Entry processing dependencies
The current entry processing system is designed to support entries that are completely independent: all parsing, normalization, etc. is performed completely independently of other entries within an upload.
There is, however, a need to support entries that have dependencies within an upload (dependencies across uploads are not supported for now). E.g. some programs are used to orchestrate workflows that require information from multiple parsers (currently only phonopy
and elastic
). With the advent of workflow software (fireworks, AiiDA, atomate, etc.) this is becoming more frequent. Also for experimental data this functionality can become very useful: an experiment is typically conducted as a series of steps, each step possibly having a separate parser.
The branch nomad_pipelines
contains a prototype that replaces the single-shot entry processing with pipelines. A pipeline consists of a series of named stages that may have dependencies. Each mainfile is associated with a pipeline, which is synchronized to run with the pipelines of other mainfiles found within an upload. The synchronization is based on the dependencies associated with the different stages.

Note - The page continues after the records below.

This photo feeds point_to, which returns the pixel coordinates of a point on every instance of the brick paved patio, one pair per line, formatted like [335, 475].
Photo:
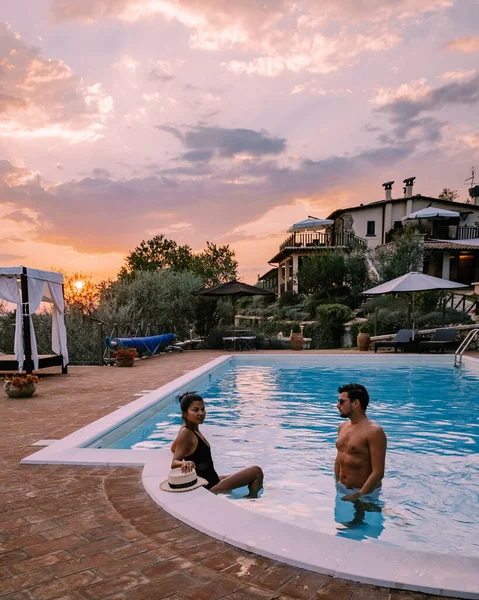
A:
[84, 533]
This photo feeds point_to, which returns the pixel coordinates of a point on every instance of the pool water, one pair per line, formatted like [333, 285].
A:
[284, 418]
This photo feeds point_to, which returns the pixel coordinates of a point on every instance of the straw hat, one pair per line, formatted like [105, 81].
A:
[182, 482]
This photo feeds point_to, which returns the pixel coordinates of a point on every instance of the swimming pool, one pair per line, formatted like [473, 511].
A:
[366, 545]
[282, 415]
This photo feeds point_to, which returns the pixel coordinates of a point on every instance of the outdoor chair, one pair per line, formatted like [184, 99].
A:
[402, 340]
[442, 338]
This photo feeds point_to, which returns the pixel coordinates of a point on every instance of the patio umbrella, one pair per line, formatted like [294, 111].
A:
[413, 282]
[310, 224]
[432, 213]
[235, 289]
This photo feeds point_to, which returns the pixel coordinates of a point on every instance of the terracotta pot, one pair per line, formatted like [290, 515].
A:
[125, 362]
[297, 341]
[13, 392]
[364, 341]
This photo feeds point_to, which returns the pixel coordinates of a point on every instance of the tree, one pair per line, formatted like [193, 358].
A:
[215, 264]
[81, 292]
[405, 254]
[156, 254]
[163, 299]
[321, 272]
[449, 195]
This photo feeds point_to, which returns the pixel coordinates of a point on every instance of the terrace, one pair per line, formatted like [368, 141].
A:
[440, 231]
[322, 239]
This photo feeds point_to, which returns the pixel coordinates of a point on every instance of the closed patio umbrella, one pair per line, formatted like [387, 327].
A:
[413, 282]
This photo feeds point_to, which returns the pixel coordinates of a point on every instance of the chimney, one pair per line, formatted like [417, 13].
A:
[474, 193]
[409, 182]
[387, 188]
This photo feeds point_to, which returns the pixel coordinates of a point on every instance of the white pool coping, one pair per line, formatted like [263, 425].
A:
[365, 562]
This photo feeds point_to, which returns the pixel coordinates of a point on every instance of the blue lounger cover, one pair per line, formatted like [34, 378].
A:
[151, 344]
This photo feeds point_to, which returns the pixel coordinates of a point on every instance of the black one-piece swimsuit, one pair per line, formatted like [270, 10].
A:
[204, 462]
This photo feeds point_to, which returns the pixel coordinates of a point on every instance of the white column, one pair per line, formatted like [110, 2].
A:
[295, 273]
[446, 264]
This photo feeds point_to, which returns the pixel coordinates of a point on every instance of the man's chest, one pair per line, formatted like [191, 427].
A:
[352, 442]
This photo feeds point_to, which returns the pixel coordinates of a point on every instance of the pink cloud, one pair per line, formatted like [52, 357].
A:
[284, 36]
[42, 97]
[466, 44]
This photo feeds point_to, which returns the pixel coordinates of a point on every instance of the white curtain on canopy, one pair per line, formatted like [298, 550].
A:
[37, 292]
[9, 291]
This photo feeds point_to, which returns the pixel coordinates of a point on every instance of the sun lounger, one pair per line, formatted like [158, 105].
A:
[402, 340]
[442, 338]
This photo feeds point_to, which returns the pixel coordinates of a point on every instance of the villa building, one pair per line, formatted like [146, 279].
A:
[451, 243]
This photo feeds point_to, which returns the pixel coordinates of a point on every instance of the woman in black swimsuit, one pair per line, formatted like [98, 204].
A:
[192, 451]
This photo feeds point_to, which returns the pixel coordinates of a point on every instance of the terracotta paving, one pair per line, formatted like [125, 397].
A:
[92, 533]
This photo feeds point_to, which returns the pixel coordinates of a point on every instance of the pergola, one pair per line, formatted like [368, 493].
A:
[27, 288]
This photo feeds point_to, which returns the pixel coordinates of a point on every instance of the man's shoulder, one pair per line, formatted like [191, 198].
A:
[374, 429]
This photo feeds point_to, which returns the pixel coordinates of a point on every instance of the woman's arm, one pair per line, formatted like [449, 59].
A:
[182, 447]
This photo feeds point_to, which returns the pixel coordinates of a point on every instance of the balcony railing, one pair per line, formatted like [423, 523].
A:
[442, 232]
[321, 240]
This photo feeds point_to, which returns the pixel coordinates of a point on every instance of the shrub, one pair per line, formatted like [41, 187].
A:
[365, 327]
[214, 340]
[294, 313]
[332, 318]
[314, 332]
[289, 298]
[296, 328]
[273, 327]
[353, 332]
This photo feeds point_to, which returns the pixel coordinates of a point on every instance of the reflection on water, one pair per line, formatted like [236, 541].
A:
[359, 520]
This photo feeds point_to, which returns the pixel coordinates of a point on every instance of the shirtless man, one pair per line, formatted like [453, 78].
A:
[361, 444]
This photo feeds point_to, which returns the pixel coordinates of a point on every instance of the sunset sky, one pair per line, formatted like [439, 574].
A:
[222, 120]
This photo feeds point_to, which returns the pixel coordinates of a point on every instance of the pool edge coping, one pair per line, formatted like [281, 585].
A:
[365, 562]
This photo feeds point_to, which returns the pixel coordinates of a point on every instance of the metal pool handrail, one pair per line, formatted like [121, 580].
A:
[463, 346]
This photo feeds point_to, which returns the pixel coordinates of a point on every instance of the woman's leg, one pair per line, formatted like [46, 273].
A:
[252, 477]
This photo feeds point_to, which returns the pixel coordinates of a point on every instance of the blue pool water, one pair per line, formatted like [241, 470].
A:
[284, 418]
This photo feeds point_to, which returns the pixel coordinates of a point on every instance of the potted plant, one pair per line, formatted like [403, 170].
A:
[20, 386]
[297, 341]
[125, 357]
[364, 336]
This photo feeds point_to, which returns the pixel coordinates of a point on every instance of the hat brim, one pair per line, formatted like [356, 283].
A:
[165, 486]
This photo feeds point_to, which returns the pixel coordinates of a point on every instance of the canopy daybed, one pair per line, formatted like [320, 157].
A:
[27, 288]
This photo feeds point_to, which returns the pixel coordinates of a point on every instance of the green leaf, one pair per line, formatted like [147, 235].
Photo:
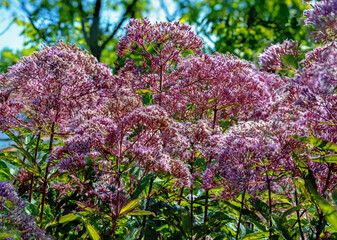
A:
[284, 228]
[140, 213]
[317, 142]
[300, 185]
[292, 61]
[11, 159]
[29, 158]
[143, 91]
[13, 137]
[132, 204]
[328, 210]
[256, 236]
[147, 99]
[66, 218]
[92, 231]
[326, 159]
[4, 172]
[292, 210]
[9, 233]
[186, 222]
[133, 234]
[141, 186]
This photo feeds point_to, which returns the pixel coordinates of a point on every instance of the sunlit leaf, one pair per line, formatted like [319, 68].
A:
[132, 204]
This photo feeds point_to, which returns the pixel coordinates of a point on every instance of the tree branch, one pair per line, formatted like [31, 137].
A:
[41, 34]
[127, 11]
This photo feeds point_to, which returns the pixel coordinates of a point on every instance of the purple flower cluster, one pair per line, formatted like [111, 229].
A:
[323, 18]
[54, 84]
[275, 57]
[14, 217]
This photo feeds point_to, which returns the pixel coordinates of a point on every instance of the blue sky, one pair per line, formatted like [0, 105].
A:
[11, 38]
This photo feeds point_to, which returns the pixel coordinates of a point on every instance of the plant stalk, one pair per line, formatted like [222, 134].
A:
[32, 175]
[270, 206]
[298, 216]
[44, 191]
[192, 202]
[240, 217]
[146, 208]
[321, 215]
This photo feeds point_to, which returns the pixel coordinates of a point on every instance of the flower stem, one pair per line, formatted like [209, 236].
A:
[146, 207]
[298, 216]
[321, 215]
[192, 202]
[270, 206]
[240, 217]
[44, 191]
[32, 175]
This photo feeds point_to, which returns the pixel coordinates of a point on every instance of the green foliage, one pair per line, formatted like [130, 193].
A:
[244, 28]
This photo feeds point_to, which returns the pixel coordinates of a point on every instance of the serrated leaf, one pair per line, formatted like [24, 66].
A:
[4, 172]
[291, 210]
[13, 137]
[326, 159]
[319, 143]
[66, 218]
[9, 233]
[132, 204]
[144, 91]
[292, 61]
[92, 231]
[328, 210]
[141, 186]
[11, 159]
[284, 228]
[140, 213]
[133, 234]
[256, 236]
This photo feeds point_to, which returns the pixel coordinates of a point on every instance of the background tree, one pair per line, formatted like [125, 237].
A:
[244, 28]
[88, 23]
[241, 27]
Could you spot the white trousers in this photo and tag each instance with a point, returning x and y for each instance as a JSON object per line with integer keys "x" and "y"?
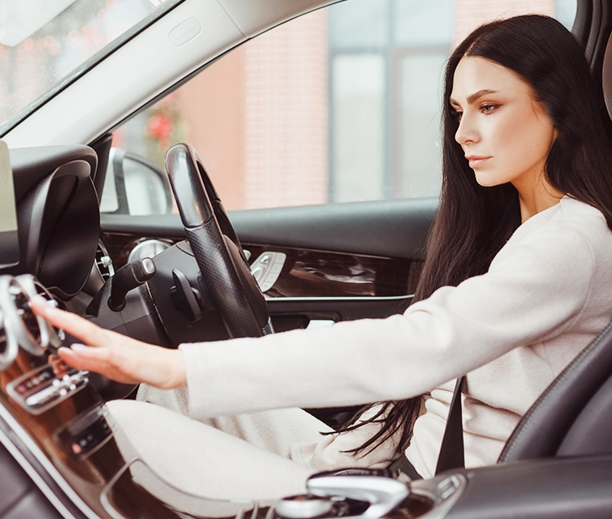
{"x": 246, "y": 456}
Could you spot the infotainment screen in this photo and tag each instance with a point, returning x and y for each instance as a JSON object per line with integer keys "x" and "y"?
{"x": 9, "y": 242}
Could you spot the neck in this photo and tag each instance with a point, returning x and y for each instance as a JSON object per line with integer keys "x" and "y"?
{"x": 533, "y": 202}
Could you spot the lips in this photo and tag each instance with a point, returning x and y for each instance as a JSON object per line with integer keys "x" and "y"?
{"x": 476, "y": 161}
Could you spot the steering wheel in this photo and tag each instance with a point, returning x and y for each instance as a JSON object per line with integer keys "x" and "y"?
{"x": 226, "y": 279}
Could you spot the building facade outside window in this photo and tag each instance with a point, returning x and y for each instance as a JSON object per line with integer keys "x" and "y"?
{"x": 340, "y": 105}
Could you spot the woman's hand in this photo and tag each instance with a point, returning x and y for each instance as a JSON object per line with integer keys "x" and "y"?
{"x": 115, "y": 356}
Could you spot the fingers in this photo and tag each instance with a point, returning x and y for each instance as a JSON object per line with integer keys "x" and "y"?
{"x": 115, "y": 356}
{"x": 95, "y": 359}
{"x": 71, "y": 323}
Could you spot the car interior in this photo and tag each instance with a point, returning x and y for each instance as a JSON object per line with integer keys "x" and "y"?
{"x": 315, "y": 265}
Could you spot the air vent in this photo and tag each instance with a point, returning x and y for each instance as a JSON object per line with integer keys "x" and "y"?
{"x": 104, "y": 262}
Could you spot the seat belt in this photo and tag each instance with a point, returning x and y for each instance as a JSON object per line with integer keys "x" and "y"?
{"x": 451, "y": 451}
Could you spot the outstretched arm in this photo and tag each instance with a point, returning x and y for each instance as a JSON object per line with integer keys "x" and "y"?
{"x": 114, "y": 355}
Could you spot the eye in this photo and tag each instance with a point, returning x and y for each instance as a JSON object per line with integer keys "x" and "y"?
{"x": 488, "y": 108}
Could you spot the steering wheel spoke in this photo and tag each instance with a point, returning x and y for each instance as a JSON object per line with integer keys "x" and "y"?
{"x": 225, "y": 275}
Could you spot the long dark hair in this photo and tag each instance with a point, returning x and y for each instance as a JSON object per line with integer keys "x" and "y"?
{"x": 474, "y": 222}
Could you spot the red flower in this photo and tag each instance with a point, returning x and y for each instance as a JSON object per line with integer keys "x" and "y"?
{"x": 160, "y": 127}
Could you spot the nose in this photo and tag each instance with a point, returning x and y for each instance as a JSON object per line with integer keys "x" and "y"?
{"x": 466, "y": 132}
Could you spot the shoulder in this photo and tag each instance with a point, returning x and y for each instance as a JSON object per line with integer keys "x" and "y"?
{"x": 571, "y": 228}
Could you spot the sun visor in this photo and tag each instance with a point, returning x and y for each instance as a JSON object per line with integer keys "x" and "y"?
{"x": 9, "y": 241}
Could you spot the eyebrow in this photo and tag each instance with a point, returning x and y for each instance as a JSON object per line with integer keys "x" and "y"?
{"x": 475, "y": 96}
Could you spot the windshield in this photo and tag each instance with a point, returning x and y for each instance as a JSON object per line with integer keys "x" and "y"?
{"x": 46, "y": 44}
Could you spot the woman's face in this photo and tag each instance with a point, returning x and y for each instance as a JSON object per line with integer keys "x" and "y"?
{"x": 504, "y": 132}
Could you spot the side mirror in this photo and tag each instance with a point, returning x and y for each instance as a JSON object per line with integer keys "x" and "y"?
{"x": 134, "y": 186}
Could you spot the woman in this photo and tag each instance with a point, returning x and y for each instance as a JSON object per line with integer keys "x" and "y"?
{"x": 515, "y": 285}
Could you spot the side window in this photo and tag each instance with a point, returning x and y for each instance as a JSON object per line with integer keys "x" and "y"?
{"x": 340, "y": 105}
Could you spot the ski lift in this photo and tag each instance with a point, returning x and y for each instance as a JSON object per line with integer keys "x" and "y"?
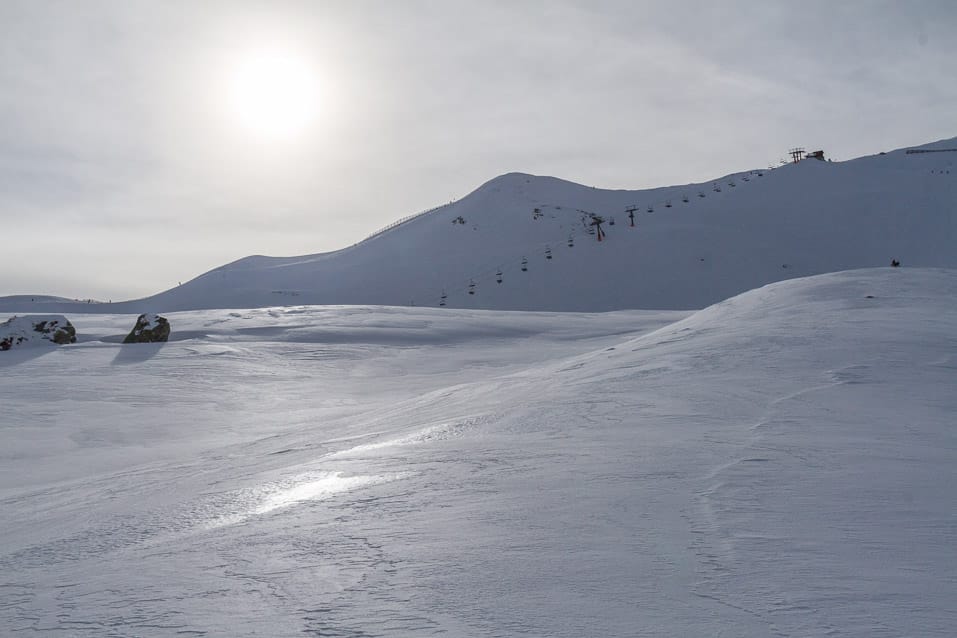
{"x": 631, "y": 214}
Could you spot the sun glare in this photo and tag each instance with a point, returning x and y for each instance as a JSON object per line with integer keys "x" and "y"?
{"x": 273, "y": 95}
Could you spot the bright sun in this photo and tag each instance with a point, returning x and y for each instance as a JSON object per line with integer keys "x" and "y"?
{"x": 273, "y": 95}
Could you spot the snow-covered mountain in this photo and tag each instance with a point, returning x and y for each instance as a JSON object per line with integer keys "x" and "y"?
{"x": 690, "y": 245}
{"x": 779, "y": 464}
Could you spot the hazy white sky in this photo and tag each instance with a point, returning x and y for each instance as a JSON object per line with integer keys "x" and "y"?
{"x": 126, "y": 165}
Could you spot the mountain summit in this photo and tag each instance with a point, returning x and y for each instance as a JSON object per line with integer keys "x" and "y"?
{"x": 524, "y": 242}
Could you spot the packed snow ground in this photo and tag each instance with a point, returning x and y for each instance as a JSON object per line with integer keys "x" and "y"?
{"x": 780, "y": 464}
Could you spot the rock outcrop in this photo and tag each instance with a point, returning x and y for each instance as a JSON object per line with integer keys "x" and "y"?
{"x": 149, "y": 328}
{"x": 32, "y": 329}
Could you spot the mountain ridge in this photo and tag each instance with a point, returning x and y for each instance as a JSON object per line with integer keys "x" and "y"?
{"x": 691, "y": 244}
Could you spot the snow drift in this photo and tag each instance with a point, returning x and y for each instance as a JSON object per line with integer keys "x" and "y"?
{"x": 780, "y": 463}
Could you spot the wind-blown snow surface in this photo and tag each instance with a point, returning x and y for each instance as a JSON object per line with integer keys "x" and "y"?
{"x": 761, "y": 226}
{"x": 781, "y": 463}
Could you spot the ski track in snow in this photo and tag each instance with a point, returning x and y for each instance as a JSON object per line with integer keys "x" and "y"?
{"x": 779, "y": 464}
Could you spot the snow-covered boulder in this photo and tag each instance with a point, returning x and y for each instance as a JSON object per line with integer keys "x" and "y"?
{"x": 149, "y": 328}
{"x": 32, "y": 329}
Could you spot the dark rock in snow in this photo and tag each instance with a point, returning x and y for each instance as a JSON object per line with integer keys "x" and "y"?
{"x": 149, "y": 328}
{"x": 30, "y": 329}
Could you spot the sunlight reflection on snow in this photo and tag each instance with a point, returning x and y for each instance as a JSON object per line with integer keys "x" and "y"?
{"x": 313, "y": 486}
{"x": 324, "y": 486}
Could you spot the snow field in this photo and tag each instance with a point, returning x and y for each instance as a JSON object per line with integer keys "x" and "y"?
{"x": 776, "y": 464}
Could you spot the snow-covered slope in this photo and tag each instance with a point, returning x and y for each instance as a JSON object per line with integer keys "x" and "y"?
{"x": 779, "y": 464}
{"x": 763, "y": 226}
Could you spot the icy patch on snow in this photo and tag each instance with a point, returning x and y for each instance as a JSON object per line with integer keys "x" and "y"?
{"x": 310, "y": 486}
{"x": 440, "y": 432}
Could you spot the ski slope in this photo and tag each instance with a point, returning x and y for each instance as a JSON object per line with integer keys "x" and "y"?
{"x": 731, "y": 235}
{"x": 778, "y": 464}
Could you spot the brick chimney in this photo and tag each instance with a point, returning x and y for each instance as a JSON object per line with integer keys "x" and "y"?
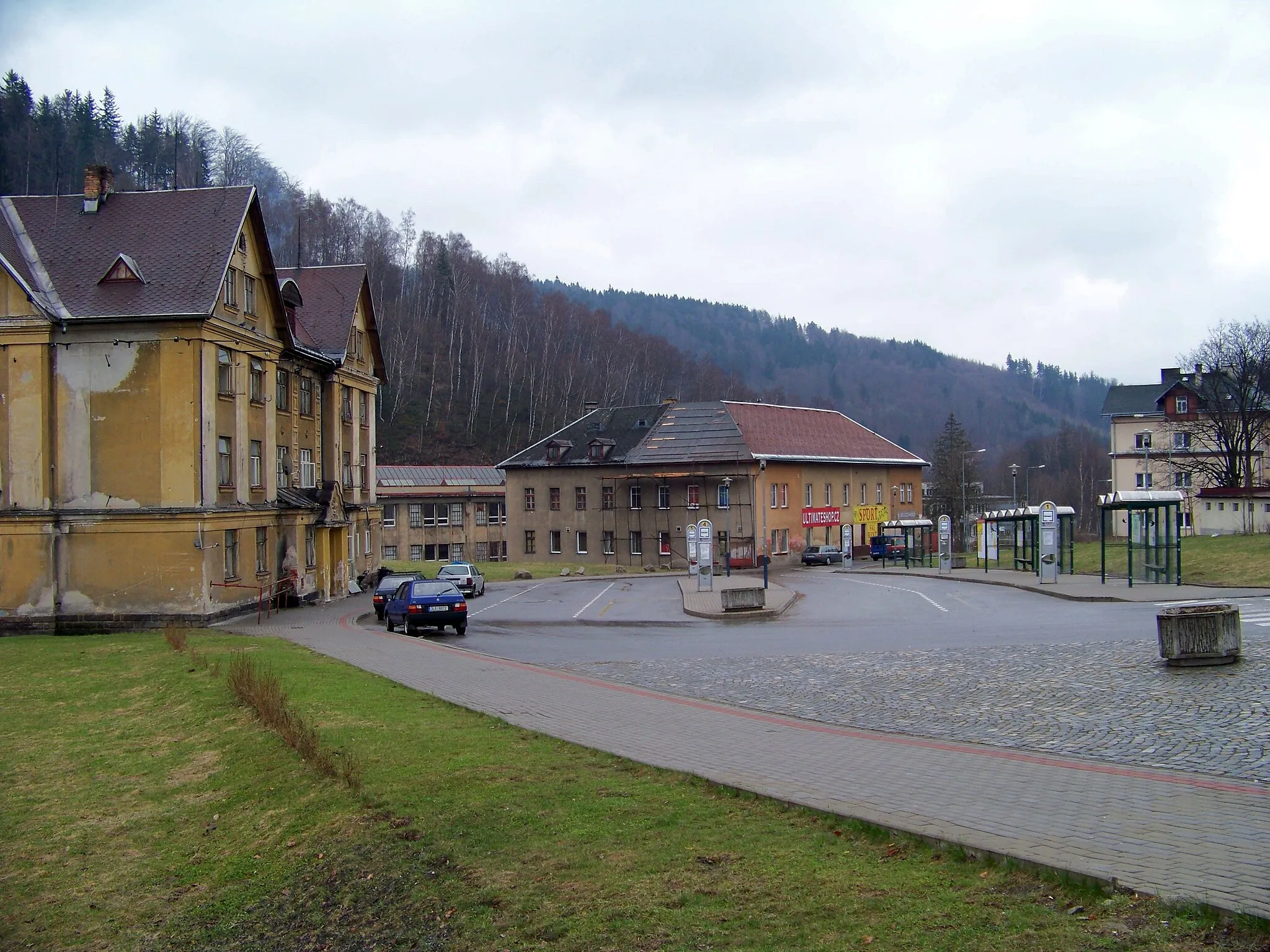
{"x": 98, "y": 183}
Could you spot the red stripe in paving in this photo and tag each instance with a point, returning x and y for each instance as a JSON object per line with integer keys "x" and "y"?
{"x": 1183, "y": 780}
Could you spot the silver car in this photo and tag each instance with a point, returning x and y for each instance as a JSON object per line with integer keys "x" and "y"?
{"x": 464, "y": 576}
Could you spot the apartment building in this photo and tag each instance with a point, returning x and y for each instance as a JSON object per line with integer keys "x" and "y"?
{"x": 171, "y": 438}
{"x": 443, "y": 513}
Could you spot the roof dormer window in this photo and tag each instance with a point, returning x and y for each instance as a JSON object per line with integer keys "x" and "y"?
{"x": 123, "y": 270}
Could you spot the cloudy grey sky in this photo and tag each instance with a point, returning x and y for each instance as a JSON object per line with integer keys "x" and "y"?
{"x": 1080, "y": 183}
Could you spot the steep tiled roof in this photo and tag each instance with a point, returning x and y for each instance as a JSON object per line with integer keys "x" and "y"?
{"x": 407, "y": 477}
{"x": 807, "y": 433}
{"x": 693, "y": 433}
{"x": 331, "y": 296}
{"x": 180, "y": 240}
{"x": 1123, "y": 400}
{"x": 625, "y": 426}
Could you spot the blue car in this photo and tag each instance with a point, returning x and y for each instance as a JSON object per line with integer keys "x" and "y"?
{"x": 426, "y": 604}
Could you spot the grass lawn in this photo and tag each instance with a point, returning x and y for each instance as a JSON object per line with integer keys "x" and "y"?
{"x": 506, "y": 571}
{"x": 141, "y": 809}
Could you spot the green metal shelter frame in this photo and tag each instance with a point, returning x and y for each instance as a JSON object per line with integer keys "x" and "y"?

For example, an upload may have the following mainfiles and pipelines:
mainfile1 -> Pipeline(Stage("a", func_a, dependencies=["b"]))
mainfile2 -> Pipeline(Stage("b", func_b))
mainfile3 -> Pipeline(Stage("c", func_c))
In the case of such a pipeline, the stages that are first within a dependency chain are executed first parallelly (mainfile3 func_b
and mainfile3 func_c
) after which the dependent stages are executed in order (mainfile1 func_a
). This mechanism supports also longer chains and multiple dependencies.
Currently this functionality is implemented with Celery, in particular with celery groups, chains and chords. To support chaining groups of tasks, celery requires a result backend to be present. The backend based on RabbitMQ (rpc
) does not, however, support chords. For this reason, the popular redis
backend is used instead. Redis simply manages the task execution order and does not really store any of the results (all celery tasks are immutable and the results are ignored.).
The following should be done if we proceed with the prototype:
-
Create tests for the pipelines (execution order, exceptions, invalid dependency chains, etc.) -
Create a working version of the phonon calculation processing (phonon parser should be able to read the method information from the results of an archive produced by FHI-aims parser)